Farm IHT reforms face fresh scrutiny after deficit shrinks

Plans to reform farm inheritance tax (IHT) are facing renewed criticism after reports suggest chancellor Rachel Reeves exaggerated a £22bn ‘black hole’ in public finances to justify tax changes in last week’s Budget.

A letter (PDF) sent to the Commons Treasury select committee by the Office for Budget Responsibility (OBR) chairman Richard Hughes revealed that on 17 September he told the chancellor the public finances were in better shape than expected.

By 31 October, the OBR confirmed the Treasury was on course to meet its main borrowing rule for day-to-day spending, with a £4.2bn shortfall – less than half the £9.9bn “headroom” left by the previous government.

See also: Small inheritance tax concession for farmers in otherwise damaging Budget

The Conservatives have accused the government of using a vanished deficit to justify £26bn in tax increases announced in last Wednesday’s Autumn Budget.

Conservative leader Kemi Badenoch said the OBR’s letter showed Ms Reeves had “lied to the public” and called for her dismissal.

Farmers ‘unfairly targeted’

Farming and industry leaders warn that generational farm businesses could be unfairly targeted by changes to farm IHT, if the fiscal crisis ministers cited no longer exists.

The reforms, due to take effect from April 2026, would cap agricultural and business property relief (APR and BPR) at £1m for an individual farm business, with any excess subject to a 20% levy.

Labour ministers argue the changes primarily affect the wealthiest estates, allowing couples to pass on up to £3m tax-free, with IHT due payable over 10 years, interest-free.

But farming organisations have dismissed the claims and warned that the £1m threshold will catch many more family farms than anticipated.

The government says the measure will raise around £500m a year – equivalent to roughly three or four days of total NHS spending – yet farmers warn it could inflict untold damage on generational family farms, forcing many to sell land or assets to meet the tax.

But with the OBR’s figures now contradicting the original fiscal rationale, rural groups are questioning why family farms should bear the burden of a deficit that may never have existed.

‘Need for rethink’

NFU president Tom Bradshaw said: “Our objection to the current proposals remains at all levels. They are anti-growth, anti-investment and tax business assets as personal wealth. 
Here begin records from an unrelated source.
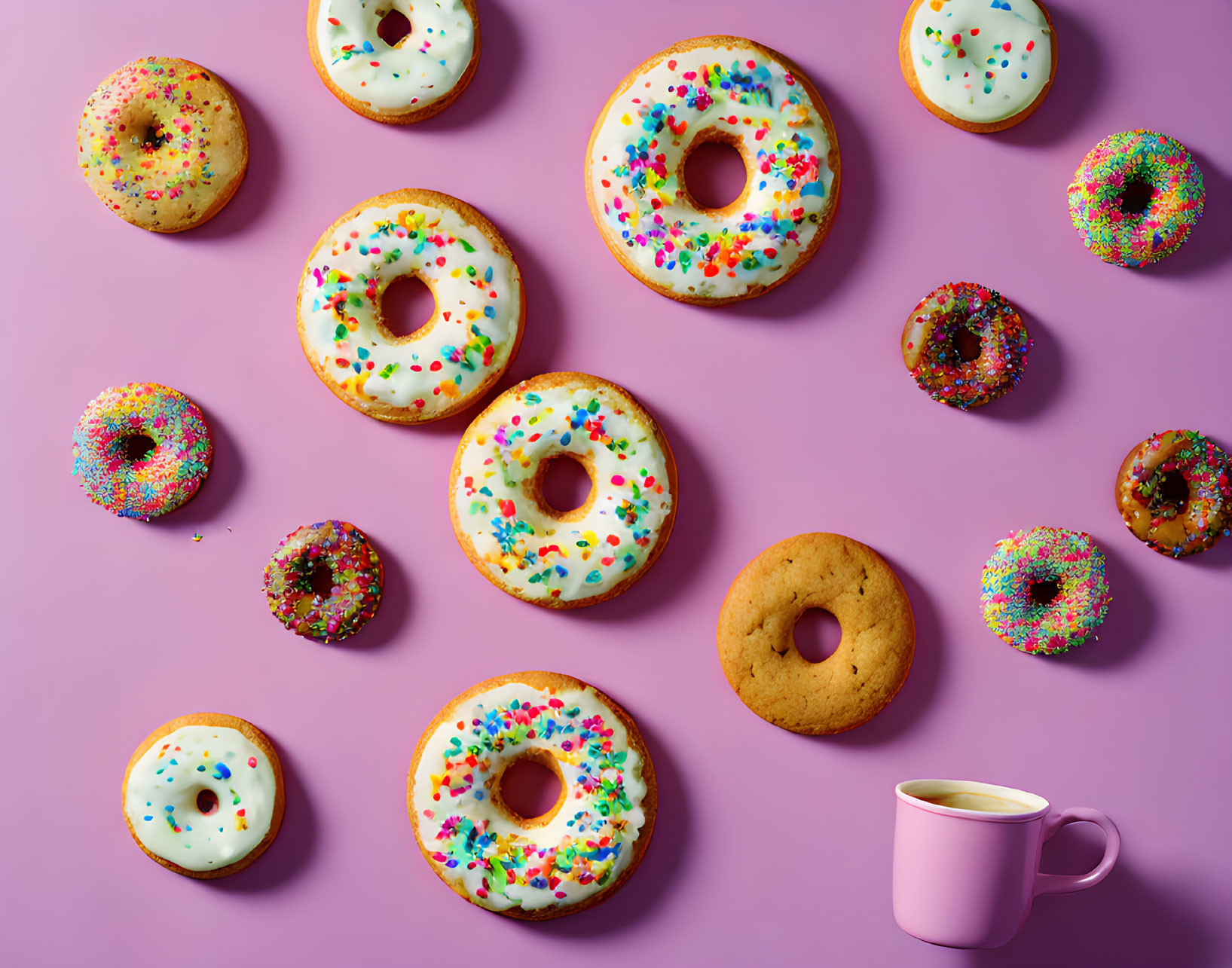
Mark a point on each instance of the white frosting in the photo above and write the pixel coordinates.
(423, 68)
(995, 68)
(448, 786)
(641, 200)
(471, 335)
(523, 546)
(160, 799)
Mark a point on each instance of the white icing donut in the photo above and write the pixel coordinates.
(163, 787)
(446, 364)
(424, 67)
(979, 60)
(712, 89)
(494, 857)
(533, 551)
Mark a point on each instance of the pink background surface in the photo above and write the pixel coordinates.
(793, 413)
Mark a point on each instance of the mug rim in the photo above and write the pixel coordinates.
(977, 787)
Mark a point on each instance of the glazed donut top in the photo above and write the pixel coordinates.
(424, 66)
(500, 863)
(525, 547)
(160, 797)
(472, 334)
(729, 91)
(981, 62)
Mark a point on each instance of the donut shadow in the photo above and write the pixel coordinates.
(840, 252)
(1080, 81)
(289, 855)
(630, 908)
(260, 182)
(922, 682)
(500, 56)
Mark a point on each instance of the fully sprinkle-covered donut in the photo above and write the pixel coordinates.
(714, 89)
(564, 560)
(533, 869)
(142, 485)
(1135, 197)
(163, 145)
(1044, 590)
(338, 556)
(1174, 492)
(965, 345)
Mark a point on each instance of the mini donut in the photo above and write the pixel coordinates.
(355, 576)
(1135, 197)
(454, 359)
(162, 479)
(1044, 590)
(433, 56)
(572, 857)
(759, 657)
(525, 547)
(1174, 492)
(979, 66)
(714, 89)
(203, 795)
(965, 345)
(163, 145)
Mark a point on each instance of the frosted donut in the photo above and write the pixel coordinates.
(564, 560)
(395, 60)
(979, 66)
(574, 857)
(203, 795)
(714, 89)
(163, 145)
(160, 479)
(448, 362)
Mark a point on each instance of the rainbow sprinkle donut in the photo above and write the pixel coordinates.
(570, 859)
(1174, 492)
(116, 475)
(324, 580)
(965, 345)
(1044, 590)
(1135, 197)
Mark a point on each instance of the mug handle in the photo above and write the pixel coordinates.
(1069, 884)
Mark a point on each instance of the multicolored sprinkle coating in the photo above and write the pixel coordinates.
(355, 573)
(933, 354)
(1098, 192)
(1065, 563)
(1174, 492)
(165, 477)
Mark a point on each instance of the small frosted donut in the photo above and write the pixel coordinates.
(1044, 590)
(564, 560)
(572, 857)
(759, 655)
(714, 89)
(454, 359)
(163, 145)
(965, 345)
(203, 795)
(1174, 492)
(395, 60)
(979, 66)
(147, 485)
(1135, 197)
(338, 556)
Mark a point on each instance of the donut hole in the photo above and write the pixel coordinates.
(714, 173)
(207, 802)
(817, 636)
(407, 306)
(1136, 197)
(393, 27)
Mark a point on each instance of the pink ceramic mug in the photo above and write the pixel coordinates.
(968, 860)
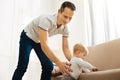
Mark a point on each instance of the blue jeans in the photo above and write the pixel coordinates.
(26, 45)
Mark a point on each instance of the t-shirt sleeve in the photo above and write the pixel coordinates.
(65, 32)
(44, 24)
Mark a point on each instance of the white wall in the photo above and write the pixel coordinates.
(14, 15)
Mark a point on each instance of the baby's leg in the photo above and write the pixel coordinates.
(85, 70)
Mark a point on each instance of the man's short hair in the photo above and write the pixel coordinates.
(68, 5)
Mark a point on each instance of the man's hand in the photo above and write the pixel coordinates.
(64, 68)
(94, 69)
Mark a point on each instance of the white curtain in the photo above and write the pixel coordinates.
(101, 20)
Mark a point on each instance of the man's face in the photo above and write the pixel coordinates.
(65, 16)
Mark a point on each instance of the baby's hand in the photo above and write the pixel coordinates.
(94, 69)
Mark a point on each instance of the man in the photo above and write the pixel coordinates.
(35, 36)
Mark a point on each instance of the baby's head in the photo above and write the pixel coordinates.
(80, 50)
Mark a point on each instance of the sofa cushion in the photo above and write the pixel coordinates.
(105, 55)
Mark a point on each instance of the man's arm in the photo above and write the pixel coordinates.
(65, 47)
(64, 66)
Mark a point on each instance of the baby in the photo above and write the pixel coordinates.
(78, 64)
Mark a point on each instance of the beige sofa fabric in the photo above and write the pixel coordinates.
(106, 57)
(112, 74)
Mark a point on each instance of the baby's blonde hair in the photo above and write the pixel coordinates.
(80, 47)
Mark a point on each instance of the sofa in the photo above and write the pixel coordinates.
(106, 57)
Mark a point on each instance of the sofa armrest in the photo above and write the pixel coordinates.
(113, 74)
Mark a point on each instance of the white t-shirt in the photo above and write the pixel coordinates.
(78, 64)
(45, 22)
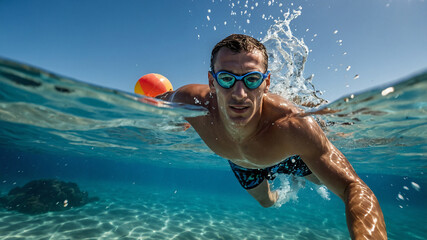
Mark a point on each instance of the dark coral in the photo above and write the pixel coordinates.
(45, 195)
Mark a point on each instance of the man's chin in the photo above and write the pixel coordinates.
(239, 122)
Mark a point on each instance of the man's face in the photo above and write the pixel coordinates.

However, for those who face the acutest impact, it is also inhumane. The cruelty of the family farm tax is that it’s the elderly or terminally ill who will suffer most – those who haven’t got the luxury of time to arrange their affairs to minimise the impact of the tax on their families.

The government should do the right thing and review the policy to protect the most vulnerable members of our community.”

Mo Metcalf-Fisher, director of external affairs at the Countryside Alliance, said: “The family farm tax has proven to be totally unjustified and unnecessarily harmful. The recent revelations about the alleged black hole in the nation’s finances, which the OBR disputes, will only add more salt to the wound.

“Ministers have sought to justify IHT changes off the back of a hole in public finances, pitting farmers against the NHS. Given what we know now, it underlines the need for the government to rethink these changes before April 2026.”

The government has been asked to comment.